La sobriété selon le marché

Le plan de sobriété presenté par le gouvernement en octobre est censé incarner la « radicalité » du gouvernement pour mener à bien la « révolution écologique », selon les mots de la Première ministre Élisabeth Borne. L’objectif de ce plan est d’ailleurs relativement ambitieux : faire baisser de 10 % en deux ans la consommation globale d’énergie. […]

On citera le « bonus covoiturage » d’environ 100 euros pour les particuliers. On relève également l’augmentation de 15 % de l’indemnité forfaitaire de télétravail dans la fonction publique, pour que les fonctionnaires se déplacent moins… Et puis c’est tout ! Le reste du plan n’est qu’une série de mesures anti-gaspi auxquelles les entreprises se sont engagées.
Fermer la porte quand le commerce est chauffé, couper l’eau chaude quand elle est inutile, etc.

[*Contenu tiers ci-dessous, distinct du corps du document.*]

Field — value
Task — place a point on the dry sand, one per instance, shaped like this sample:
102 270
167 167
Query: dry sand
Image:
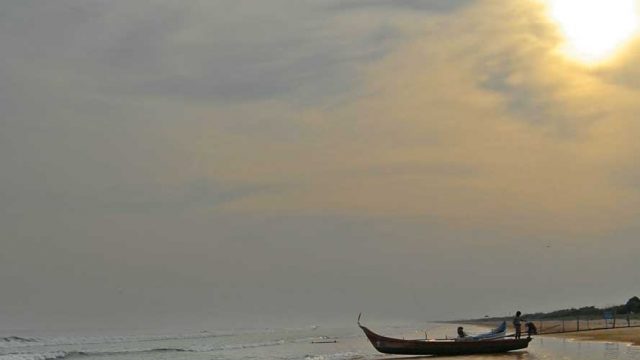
553 328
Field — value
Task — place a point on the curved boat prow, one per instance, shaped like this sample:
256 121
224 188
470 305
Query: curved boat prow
389 345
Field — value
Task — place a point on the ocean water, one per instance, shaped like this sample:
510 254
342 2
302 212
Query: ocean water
281 344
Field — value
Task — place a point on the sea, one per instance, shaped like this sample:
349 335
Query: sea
305 343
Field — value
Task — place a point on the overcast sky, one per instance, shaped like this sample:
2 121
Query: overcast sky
222 163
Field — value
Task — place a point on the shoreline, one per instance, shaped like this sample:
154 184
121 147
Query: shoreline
626 335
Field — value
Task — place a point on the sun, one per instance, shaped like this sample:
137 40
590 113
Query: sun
594 29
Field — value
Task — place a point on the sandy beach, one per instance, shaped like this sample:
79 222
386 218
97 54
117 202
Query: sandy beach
626 335
554 328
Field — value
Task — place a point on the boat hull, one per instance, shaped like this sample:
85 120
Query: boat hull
388 345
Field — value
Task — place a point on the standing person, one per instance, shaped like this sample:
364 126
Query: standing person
517 324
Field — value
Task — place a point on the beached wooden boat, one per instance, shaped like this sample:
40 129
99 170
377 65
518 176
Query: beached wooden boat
389 345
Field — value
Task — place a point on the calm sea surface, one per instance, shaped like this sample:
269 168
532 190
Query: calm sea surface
280 344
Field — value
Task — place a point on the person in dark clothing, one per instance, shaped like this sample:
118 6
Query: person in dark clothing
517 324
461 332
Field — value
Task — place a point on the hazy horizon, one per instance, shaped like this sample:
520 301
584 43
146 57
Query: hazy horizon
214 164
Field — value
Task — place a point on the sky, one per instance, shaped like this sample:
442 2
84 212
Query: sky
232 163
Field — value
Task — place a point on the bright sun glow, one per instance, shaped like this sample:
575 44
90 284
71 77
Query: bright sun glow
594 29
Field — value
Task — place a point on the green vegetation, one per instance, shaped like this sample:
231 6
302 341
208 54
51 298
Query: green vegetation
632 306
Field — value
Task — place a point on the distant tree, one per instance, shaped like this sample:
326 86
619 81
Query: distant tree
633 304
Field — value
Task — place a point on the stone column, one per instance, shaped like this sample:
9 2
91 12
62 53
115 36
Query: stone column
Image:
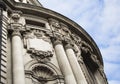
17 57
64 63
79 75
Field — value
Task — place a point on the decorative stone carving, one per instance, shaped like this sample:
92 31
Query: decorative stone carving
15 26
40 56
64 30
54 23
44 75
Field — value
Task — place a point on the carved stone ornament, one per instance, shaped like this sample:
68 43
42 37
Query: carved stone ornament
40 56
54 23
95 59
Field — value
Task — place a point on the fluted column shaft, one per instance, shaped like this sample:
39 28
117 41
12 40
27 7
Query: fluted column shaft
18 66
64 64
80 78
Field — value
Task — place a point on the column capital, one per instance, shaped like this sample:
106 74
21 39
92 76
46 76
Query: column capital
2 5
16 33
57 38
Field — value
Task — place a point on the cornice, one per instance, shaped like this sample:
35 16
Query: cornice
47 13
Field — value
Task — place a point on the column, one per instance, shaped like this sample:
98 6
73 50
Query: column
17 57
64 63
80 78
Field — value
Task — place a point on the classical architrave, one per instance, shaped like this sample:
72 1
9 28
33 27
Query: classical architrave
51 47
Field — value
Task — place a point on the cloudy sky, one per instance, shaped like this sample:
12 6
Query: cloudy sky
101 19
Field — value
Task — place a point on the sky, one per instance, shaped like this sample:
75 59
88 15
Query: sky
101 19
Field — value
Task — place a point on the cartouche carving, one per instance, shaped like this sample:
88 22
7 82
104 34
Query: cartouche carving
40 56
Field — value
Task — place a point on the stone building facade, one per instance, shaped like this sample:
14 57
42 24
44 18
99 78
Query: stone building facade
40 46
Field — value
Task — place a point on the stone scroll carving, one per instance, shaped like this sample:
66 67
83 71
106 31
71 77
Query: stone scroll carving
81 46
40 56
38 45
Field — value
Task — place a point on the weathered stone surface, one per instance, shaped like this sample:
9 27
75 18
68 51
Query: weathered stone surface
40 46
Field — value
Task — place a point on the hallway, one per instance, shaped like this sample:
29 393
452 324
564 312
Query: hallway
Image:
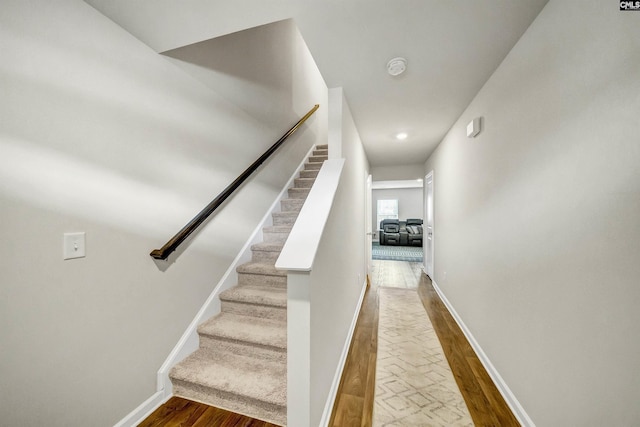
354 404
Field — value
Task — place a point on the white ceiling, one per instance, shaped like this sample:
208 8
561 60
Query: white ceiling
452 48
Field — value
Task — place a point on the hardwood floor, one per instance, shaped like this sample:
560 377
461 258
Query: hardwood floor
485 403
186 413
354 402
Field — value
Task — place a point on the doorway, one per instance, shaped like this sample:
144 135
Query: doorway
428 225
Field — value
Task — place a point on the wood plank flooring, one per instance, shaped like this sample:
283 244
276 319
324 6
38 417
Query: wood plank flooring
485 403
186 413
354 402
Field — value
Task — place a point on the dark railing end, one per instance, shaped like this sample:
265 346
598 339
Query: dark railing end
157 254
173 244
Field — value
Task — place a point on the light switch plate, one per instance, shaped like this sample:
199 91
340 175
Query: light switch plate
74 245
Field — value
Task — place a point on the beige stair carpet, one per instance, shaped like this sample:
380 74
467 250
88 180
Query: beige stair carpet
241 364
414 384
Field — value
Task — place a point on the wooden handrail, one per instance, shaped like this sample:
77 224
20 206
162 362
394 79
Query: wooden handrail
164 252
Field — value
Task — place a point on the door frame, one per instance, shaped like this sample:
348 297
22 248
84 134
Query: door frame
429 215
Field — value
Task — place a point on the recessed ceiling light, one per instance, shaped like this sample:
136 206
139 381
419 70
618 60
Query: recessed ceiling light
396 66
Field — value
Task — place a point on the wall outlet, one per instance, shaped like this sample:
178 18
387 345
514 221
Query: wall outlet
73 245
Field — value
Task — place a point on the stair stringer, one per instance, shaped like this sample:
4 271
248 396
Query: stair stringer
189 341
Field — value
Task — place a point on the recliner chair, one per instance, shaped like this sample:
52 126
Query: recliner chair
389 232
414 232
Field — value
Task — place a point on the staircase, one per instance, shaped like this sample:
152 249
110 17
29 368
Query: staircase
241 364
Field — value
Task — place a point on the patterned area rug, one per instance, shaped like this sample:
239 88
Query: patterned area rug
414 384
397 253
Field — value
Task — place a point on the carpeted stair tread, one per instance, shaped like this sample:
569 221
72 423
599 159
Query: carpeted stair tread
255 294
284 218
304 182
278 228
249 329
255 378
313 165
268 246
260 268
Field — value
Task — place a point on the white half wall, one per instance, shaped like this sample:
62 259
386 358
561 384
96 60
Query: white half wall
339 270
101 134
538 217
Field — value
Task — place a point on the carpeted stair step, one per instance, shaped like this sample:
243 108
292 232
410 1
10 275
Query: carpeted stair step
304 182
312 166
256 300
239 383
292 204
317 159
247 335
284 218
298 193
254 273
309 173
266 252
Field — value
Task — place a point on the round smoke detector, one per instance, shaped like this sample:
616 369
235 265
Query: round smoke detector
396 66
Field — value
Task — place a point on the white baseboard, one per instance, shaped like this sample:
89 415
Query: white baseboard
328 407
143 411
189 341
507 394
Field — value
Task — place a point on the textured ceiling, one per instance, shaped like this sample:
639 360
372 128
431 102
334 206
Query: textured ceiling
452 48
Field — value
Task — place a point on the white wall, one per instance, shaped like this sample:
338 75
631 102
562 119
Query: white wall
410 204
338 274
537 234
398 172
101 134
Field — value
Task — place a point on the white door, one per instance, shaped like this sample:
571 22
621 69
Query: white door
428 225
369 229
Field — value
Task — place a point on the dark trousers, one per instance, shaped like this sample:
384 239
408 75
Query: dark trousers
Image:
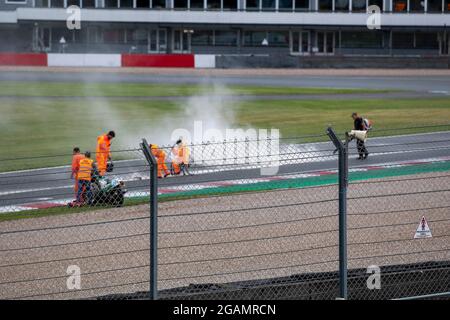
360 145
84 191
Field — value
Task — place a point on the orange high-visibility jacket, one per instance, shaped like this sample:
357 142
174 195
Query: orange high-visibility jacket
85 171
76 164
183 153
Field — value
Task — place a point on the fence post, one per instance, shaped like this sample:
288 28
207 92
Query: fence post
342 149
153 219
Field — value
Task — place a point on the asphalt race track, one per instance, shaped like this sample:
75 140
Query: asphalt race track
433 83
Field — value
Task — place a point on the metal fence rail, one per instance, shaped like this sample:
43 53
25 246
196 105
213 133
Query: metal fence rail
263 219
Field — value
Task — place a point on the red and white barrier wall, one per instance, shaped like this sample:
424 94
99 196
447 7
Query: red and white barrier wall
109 60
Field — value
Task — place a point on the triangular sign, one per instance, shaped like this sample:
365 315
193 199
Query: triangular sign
423 230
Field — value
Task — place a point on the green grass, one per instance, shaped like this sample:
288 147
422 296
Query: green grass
20 89
40 126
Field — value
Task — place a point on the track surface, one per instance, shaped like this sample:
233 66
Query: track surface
422 83
34 186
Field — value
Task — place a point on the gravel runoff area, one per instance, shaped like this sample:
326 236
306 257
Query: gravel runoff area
283 232
241 72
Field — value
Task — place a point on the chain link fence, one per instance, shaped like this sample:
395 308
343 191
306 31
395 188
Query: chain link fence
95 247
242 219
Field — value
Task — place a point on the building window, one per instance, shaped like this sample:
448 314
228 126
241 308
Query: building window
252 5
41 3
73 3
137 36
114 36
278 38
402 40
427 40
254 38
417 5
301 42
268 5
359 5
180 4
225 38
285 5
111 3
57 4
142 3
158 4
213 4
341 5
196 4
126 3
301 5
372 39
399 5
434 6
202 38
229 4
325 5
378 3
88 3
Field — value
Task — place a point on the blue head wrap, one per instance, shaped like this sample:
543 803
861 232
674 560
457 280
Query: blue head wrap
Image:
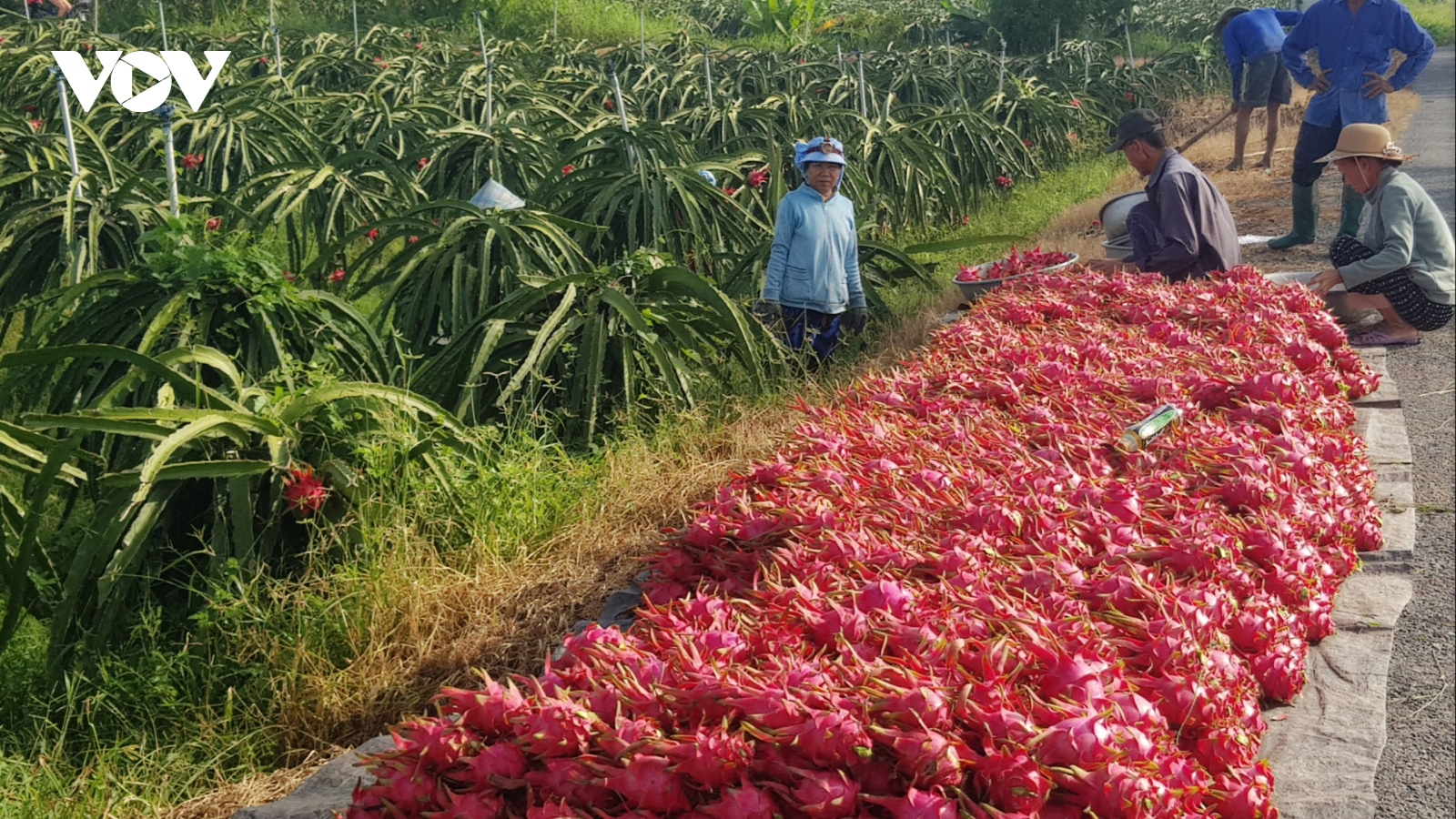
814 150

Le gouvernement affiche ainsi la bonne volonté des entreprises, jusqu’à préciser des détails qui frisent le ridicule : « former les conducteurs de remontées mécaniques à l’écoconduite », « vérifier la pression des pneus » des véhicules de fonction… et « pour les matchs en soirée, l’éclairage qui est aujourd’hui allumé a 100 % 3 heures avant le match, sera désormais allumé à 100 % au plus tôt 2 heures avant le match pour le football, 1 heure pour le rugby ». Tous ces engagements pourraient conduire à une baisse de la consommation de l’ordre de 50 TW/h (sur une consommation totale d”environ 1 600 T\Wh), soit 3 % d’énergie économisée. Encore faut-il qu’ils soient tenus !
Il s’agit en effet de promesses dans l’immense majorité des cas.
Autrement dit, les entreprises font bien ce qu’elles veulent. Aveu de faiblesse de l’État ? Pas du tout, répond le gouvernement, qui refuse toute idée de réglementation, pour les entreprises comme pour les particuliers. La limitation à 110 km/h sur autoroute par exemple : « C’est important d’informer sur les économies qu’on peut faire en roulant moins vite, (…) mais on ne peut pas fonctionner à coups d’interdictions », a estimé la cheffe du gouvernement sur BFM, tout en rappelant qu’une telle baisse permettait de « réduire de 20 % sa consommation ». Mais au final, s’il n’y a pas d’interdiction, qui fera l’effort de réduire sa consommation ?
Uniquement les écolos ? Non : beaucoup de gens sont déjà contraints de rouler moins vite, de ne pas chauffer, etc. D’autres, par contre, ont les moyens de se déplacer en jet, d’acheter de très grosses voitures polluantes, et de chauffer d’immenses demeures. Le marché est d’une grande violence sociale, car il contraint d’autant plus ceux qui n’ont pas beaucoup de moyens.
Il faut justement des mesures d’interdiction et de réglementation pour équilibrer cet effort : taxer fortement le kérosène des jets privés, prévoir un malus-poids digne de ce nom pour les véhicules, réfléchir à une tarification énergétique pat tranches proportionnelles, tenir compte des surfaces habitées pour les aides à l’isolation.
Ce n’est pas seulement une question de justice sociale : rappelons qu’en termes d’émissions de gaz à effet de serre, très souvent liées à la dépense énergétique, les Français parmi les 10 % les plus riches émettent 24,7 tonnes par personne et par an, quand la moyenne nationale s’établit à 9 tonnes. Qu’est-ce qu’on laisse entendre, quand on dit que « chaque geste compte » ? Que chaque geste se vaut, qu’on se rende à Saint-Tropez pour le week-end en jet, ou qu’on chauffe la chambre de ses enfants. Le marché ne fait pas la différence, le gouvernement non plus.

Édito de Fabien Ginisty de l’âge de faire de novembre 2022.